Diferente de Rene, Otávio diz que é impossível escolher apenas um autor favorito. “São tantos maravilhosos. Não saberia escolher só um. Cada livro tem sua magia, seu encantamento”, diz ele que agora em setembro lança seu primeiro livro infanto-juvenil, O Garoto da Camisa Vermelha. Já em outubro, irá à Feira de Frankfurt, na Alemanha, a maior feira de livros do mundo: “Nossa, vai ser maravilhoso participar disso e ver essa enormidade de livros e histórias de todo o mundo. Estou ansioso.” E, sempre bem-humorado, diz: “Queria ser jogador de futebol não só porque gostava de bola, mas também porque queria mudar de vida e queria viajar o mundo todo com o meu trabalho. Pois é, consegui isso tudo através de outro universo maravilhoso, o da leitura.”

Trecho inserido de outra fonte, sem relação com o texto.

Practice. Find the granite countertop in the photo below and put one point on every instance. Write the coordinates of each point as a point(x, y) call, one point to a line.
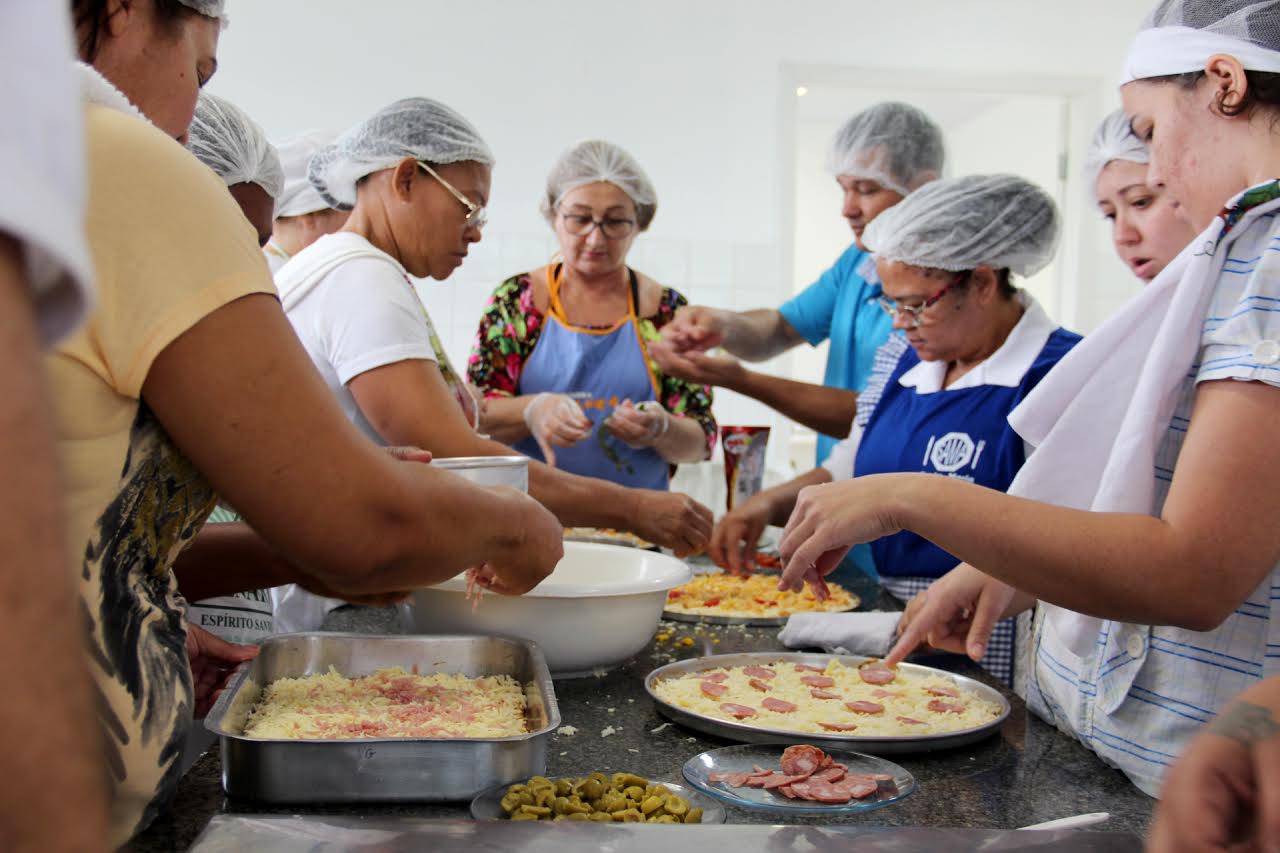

Sobre a chegada da Biblioteca Parque do Alemão, que em breve será inaugurada na comunidade, ele comenta: “Essa iniciativa do governo estadual é riquíssima e muita bem-vinda. Que ela se dissemine ainda mais. E que não seja um plano de governo, apenas. Mas que seja de fato uma política de Estado, seja qual for o governante que esteja no poder. É assim, com acesso à leitura, ao conhecimento, à cultura e ao lazer que vamos fazer a diferença.”
Na plateia, a artesã Ana Beatriz Braga, de 49 anos, e a dona de casa Maria Lopes Figueiredo, de 72, se emocionaram com a história de cada um deles: “Estava passando pelo estande, vi aqueles meninos jovens falando ao microfone e fiquei curiosa em ouvir. E que bom que entrei. Não conhecia a história de nenhum deles e digo que fiquei feliz e orgulhosa de ver jovens tão exemplares como eles. Que se multiplique esse exemplo que eles deram”, comentou dona Maria. “Tenho uma filha de 17 anos e desde cedo procurei estimular o hábito da leitura nela. Consegui (risos). Tanto, que viemos de São Fidélis, interior do Rio, especialmente para a Bienal. Ela não está aqui porque está passeando sozinha pelos estandes à procura de seus livros e autores prediletos. Mas com certeza, assim que puder, contarei a ela a história e o exemplo desses meninos.”
Já a professora de Física, Maria Cristina Reis, elogiou a iniciativa da SEC em montar um estande tão atraente do ponto de vista estético e pedagógico: “Estava passando pelo corredor com minha filha e achamos curioso ver essa parede cheia de livros pendurados. Entramos e aí ficamos ainda mais surpresas ao nos depararmos com um bate-papo tão instigante e enriquecedor como esse que aconteceu aqui. Como mãe e como professora, tiro o chapéu para essa iniciativa. Adorei.”
Além da participação de Renê e de Otávio, o estande recebeu também a Companhia de Teatro Arte Viver, que apresentou uma pequena esquete sobre asMulheres de Atitude do Alemão e fez um momento de contação de histórias. Além disso, foi exibida em uma televisão a produção do fotógrafo Alexandre Corrêa e do Grupo Pensar, agentes atuantes dentro das comunidades do Complexo do Alemão.